Open Catalog_multi.xls. Invoke XLMiner --> Partition Data --> Partition with Oversampling.  You get the following dialog.


Data Range
The data range to be used should be specified in the Data Range box. Either type the address directly in this box, or using the reference button, mark the required data range from the worksheet. If the cell pointer (active cell) is already somewhere in the data range, XLMiner™ automatically picks up the contiguous data range surrounding the active cell.

First Row Contains Headers
When this box is checked, XLMiner™ picks up the headers from first row of the selected data range. When the box is unchecked, XLMiner™ follows the default naming convention, i.e., the variable in the first column of the selected range will be called "Var1", the second column "Var2," etc.

Variables : This box lists all the variables present in the dataset.

Variables in the partitioned data: This list box contains the names of the variables that you selected from the Variables list.

Randomization options : Check "Set Seed" and enter the desired number. 

Select all the variables under the variables list and transfer them to Variables in the partitioned data by clicking on the transfer button.

We can now select the output variable. Click on Target dependent variable:buyer(yes=1) in the list. As soon as you select it, you will see the selection button under "Output variable" activated. Click on it. This helps selecting the output variable. Remember, the output variable should have only two distinct classes.

The options under "Output options" show the values relevant to the output variable we have chosen.

#Classes : This shows how many classes (distinct values) are present in the output variable.

Specify Success class : You can select which value of the output variable you want as success. Immediately, XLMiner™ shows its percentage in the data set in front of % of success in data set.

Specify % success in training set : You can select what percentage of success you will like the Training set to have. XLMiner™ will select those many successes randomly and select the remaining failures randomly.

Once the training set is made, XLMiner™ attributes the remaining successes to validation set randomly, combining as many failures randomly as to maintain the % of successes same as that of the original data set.

Specify % validation data to be taken away as test data : Here we specify what %ge of validation will be used as test set, if we want a test set.

Let us make the following selection :

Select Ok. We get the following output.

Let us see how XLMiner™ arrived at the #records that we see in the oversampling sheet.
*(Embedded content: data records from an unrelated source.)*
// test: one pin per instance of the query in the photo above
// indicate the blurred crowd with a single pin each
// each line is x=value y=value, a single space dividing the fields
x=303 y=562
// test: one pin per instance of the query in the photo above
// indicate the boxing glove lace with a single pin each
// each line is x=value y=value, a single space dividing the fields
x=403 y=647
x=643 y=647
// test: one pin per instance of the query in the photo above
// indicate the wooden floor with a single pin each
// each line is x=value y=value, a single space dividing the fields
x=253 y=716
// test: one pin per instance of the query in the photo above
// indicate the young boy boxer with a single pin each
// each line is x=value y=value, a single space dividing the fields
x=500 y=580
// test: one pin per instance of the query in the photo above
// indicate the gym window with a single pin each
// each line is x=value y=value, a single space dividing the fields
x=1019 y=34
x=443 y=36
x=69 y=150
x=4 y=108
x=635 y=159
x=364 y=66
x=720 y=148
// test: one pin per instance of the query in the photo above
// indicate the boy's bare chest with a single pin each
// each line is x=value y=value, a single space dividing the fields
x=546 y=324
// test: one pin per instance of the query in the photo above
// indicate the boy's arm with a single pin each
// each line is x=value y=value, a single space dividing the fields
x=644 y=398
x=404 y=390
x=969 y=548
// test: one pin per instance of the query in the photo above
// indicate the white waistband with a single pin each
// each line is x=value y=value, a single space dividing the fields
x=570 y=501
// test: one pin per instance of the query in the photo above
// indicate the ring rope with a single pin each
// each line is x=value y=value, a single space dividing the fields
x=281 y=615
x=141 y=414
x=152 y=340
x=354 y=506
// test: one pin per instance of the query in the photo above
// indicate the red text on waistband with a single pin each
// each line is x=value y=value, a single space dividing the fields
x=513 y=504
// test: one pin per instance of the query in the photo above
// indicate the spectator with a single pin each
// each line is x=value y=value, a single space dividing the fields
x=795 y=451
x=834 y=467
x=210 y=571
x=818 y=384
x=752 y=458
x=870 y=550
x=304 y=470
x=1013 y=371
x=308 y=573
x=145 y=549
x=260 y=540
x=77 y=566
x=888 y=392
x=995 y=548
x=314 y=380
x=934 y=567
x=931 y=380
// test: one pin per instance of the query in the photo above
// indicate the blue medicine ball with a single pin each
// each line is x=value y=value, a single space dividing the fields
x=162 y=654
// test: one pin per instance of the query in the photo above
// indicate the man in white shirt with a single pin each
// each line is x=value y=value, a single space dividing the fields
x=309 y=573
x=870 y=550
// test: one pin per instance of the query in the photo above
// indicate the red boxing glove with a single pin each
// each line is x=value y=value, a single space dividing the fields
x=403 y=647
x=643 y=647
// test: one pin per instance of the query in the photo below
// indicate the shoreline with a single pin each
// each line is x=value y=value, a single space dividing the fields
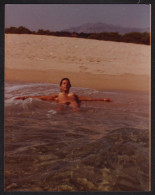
x=129 y=82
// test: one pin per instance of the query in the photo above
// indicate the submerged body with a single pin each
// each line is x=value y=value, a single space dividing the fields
x=65 y=97
x=104 y=147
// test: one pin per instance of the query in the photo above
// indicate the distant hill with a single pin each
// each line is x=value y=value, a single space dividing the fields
x=101 y=27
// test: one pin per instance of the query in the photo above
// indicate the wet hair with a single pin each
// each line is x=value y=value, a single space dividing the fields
x=67 y=80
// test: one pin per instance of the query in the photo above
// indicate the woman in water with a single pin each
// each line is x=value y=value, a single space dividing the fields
x=65 y=97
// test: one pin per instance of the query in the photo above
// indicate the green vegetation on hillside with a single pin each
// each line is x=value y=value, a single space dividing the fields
x=133 y=37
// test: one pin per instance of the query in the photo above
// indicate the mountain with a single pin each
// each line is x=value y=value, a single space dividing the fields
x=101 y=27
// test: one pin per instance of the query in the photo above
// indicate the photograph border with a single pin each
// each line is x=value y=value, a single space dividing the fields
x=2 y=84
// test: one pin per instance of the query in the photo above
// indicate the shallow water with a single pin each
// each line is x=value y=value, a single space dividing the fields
x=103 y=147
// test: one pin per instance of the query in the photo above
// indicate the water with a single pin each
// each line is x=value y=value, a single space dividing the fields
x=103 y=147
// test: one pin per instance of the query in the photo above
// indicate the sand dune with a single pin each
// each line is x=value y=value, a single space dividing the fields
x=88 y=63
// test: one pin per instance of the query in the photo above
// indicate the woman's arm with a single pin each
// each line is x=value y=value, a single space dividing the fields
x=94 y=99
x=46 y=98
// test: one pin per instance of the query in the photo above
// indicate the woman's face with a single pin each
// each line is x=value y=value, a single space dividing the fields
x=65 y=86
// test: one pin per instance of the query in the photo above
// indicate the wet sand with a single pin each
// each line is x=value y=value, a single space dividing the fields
x=88 y=63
If you take a look at the data set, the output variable contains 576 1's. We have taken 1 as the success class. We have specified 50% successes in the training set so XLMiner™ takes 50% of 1's randomly in the partition and takes other 50% of 0's. So the training set has 576 records.
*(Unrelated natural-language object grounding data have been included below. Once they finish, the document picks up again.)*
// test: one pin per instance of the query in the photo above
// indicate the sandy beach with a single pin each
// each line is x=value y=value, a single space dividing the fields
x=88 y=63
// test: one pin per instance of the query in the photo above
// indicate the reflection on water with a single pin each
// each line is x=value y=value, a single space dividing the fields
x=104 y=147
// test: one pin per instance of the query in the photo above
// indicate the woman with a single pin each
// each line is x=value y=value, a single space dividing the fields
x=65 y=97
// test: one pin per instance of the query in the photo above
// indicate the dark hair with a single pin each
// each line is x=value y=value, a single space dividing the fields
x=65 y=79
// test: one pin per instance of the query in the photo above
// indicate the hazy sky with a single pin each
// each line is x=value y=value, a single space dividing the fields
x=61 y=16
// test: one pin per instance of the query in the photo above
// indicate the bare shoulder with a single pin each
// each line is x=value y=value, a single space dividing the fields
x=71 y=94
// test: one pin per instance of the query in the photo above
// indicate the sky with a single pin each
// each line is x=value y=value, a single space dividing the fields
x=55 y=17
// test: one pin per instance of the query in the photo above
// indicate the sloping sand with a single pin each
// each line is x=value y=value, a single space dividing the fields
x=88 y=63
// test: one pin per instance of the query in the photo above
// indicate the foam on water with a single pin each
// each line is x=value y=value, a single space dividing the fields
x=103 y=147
The oversampling sheet above shows that the %ge of successes in the data set is 0.989605704. XLMiner™ maintains this percentage in the validation set. It allocates the remaining 1's ( 50% of 576, ie. 288 in all) randomly to the validation set. Then it selects so many 0's so that the success percentage in validation set is same as that in the original data set. If we calculate the total #records in validation set, it comes to 29102. On allotting 50% of it to the test set, each of them has 14551 rows.